Letters to the Skirmisher

Grant with his war horse
General Grant and his war horse, "Cincinnati," in June of 1864. (Library of Congress)

What major rights and responsibilities did General Ulysses S. Grant have during this war?

As a young man, Grant attended West Point to learn how to be a military officer. After the Mexican War ended in 1848, he resigned to avoid charges of drunkenness.

When the Civil War began, Grant had to re-enter the army as a low-level officer.  This meant that at first, he was responsible for a thousand or so soldiers in the 21st Illinois Volunteer Infantry Regiment.

As Grant proved his ability, he earned promotions. Eventually, he became a Lieutenant-General, commander of all Union armies. This position was originally created for George Washington during the American Revolution.

Grant’s high rank gave him great responsibility. He earned the right to issue orders that could cost men their lives. By the end of the war, he commanded more than one million soldiers. His decisions influenced the outcome of the war and the lives of Southern civilians.

How did Grant remain calm in battle?

Read Grant’s words describing his experience as a low-level officer in the Civil War:

“As we approached the brow of the hill from which it was expected we could see [the enemy’s] camp, and possibly find his men ready formed to meet us, my heart kept getting higher and higher until it felt to me as though it was in my throat. I would have given anything then to have been back in Illinois, but I had not the moral courage to halt and consider what to do; I kept right on.

Grant composite
This photo is an interesting 1902 composite of General Grant at Cold Harbor and a Confederate prison camp, in the background. (Library of Congress)

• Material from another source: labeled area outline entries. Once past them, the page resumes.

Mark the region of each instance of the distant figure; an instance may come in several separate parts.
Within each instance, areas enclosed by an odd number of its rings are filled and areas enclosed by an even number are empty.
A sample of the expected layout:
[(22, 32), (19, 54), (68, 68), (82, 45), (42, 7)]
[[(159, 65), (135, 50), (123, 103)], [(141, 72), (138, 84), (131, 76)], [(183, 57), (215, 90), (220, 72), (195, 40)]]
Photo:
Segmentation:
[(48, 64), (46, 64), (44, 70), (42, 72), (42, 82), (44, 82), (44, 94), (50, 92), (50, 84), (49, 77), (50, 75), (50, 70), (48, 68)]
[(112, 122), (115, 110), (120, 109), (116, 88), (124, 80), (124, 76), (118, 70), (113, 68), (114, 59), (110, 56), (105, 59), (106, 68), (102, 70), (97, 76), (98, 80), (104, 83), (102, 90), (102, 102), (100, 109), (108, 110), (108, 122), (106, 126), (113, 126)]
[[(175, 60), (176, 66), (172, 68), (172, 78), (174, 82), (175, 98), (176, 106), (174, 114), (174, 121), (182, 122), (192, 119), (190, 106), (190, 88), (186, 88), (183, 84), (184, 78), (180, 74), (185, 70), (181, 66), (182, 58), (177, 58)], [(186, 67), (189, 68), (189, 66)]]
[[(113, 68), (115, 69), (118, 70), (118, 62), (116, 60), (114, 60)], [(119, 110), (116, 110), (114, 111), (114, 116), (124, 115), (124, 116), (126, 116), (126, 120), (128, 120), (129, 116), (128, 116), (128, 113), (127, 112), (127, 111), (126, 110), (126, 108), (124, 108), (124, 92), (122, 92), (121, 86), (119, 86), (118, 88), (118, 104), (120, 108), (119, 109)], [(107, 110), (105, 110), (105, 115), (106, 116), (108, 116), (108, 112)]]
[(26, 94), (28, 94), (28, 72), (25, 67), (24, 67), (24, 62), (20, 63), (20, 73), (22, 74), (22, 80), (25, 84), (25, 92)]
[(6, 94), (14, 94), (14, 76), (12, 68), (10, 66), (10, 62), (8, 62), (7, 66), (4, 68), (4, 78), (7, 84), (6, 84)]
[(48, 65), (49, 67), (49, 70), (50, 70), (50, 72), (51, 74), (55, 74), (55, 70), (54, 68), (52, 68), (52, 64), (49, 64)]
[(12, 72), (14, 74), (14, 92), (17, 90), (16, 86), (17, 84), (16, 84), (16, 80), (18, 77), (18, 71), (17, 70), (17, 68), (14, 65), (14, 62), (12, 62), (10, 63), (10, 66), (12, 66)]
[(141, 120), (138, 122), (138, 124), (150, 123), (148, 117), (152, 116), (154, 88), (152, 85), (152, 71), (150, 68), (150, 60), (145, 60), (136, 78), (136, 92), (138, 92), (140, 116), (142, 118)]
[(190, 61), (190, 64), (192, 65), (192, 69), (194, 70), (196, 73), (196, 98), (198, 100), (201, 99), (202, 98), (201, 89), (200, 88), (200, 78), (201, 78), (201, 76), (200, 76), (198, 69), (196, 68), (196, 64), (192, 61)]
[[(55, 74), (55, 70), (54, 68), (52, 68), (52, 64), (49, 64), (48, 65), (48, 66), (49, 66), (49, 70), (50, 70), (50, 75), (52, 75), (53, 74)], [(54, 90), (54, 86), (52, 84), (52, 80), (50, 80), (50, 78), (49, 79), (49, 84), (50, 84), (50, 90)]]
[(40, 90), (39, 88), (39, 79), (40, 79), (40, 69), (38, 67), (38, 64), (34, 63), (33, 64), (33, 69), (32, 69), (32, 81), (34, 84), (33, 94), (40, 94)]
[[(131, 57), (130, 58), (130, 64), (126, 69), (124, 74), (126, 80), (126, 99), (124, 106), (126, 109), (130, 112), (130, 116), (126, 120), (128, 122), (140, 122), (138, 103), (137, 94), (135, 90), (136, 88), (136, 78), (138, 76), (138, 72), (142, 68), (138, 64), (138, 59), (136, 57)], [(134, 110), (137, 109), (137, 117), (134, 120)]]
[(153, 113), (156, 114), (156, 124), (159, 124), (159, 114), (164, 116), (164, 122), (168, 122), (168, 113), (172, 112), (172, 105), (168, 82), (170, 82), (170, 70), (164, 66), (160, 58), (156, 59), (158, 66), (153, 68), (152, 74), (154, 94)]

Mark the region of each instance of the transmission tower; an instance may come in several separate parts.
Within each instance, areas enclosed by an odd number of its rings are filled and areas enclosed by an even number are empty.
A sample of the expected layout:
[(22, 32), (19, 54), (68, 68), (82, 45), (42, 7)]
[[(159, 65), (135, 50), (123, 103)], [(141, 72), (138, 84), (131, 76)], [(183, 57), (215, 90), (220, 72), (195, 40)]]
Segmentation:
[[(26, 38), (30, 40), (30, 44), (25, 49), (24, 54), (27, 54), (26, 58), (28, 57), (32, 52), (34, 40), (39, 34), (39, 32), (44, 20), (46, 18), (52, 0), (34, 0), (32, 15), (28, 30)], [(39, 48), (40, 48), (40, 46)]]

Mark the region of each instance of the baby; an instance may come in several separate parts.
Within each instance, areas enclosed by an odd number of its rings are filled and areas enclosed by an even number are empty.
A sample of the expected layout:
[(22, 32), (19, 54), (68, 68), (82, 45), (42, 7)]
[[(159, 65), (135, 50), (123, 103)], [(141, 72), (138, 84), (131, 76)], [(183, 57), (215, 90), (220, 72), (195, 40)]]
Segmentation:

When we reached a point from which the valley below was in full view I halted. The place where [the enemy] had been encamped a few days before was still there and the marks of a recent encampment were plainly visible, but the troops were gone. My heart resumed its place.

It occurred to me at once that [the enemy] had been as much afraid of me as I had been of him. This was a view of the question I had never taken before; but it was one I never forgot afterwards. From that event to the close of the war, I never experienced trepidation upon confronting an enemy, though I always felt more or less anxiety. I never forgot that he had as much reason to fear my forces as I had his. The lesson was valuable.”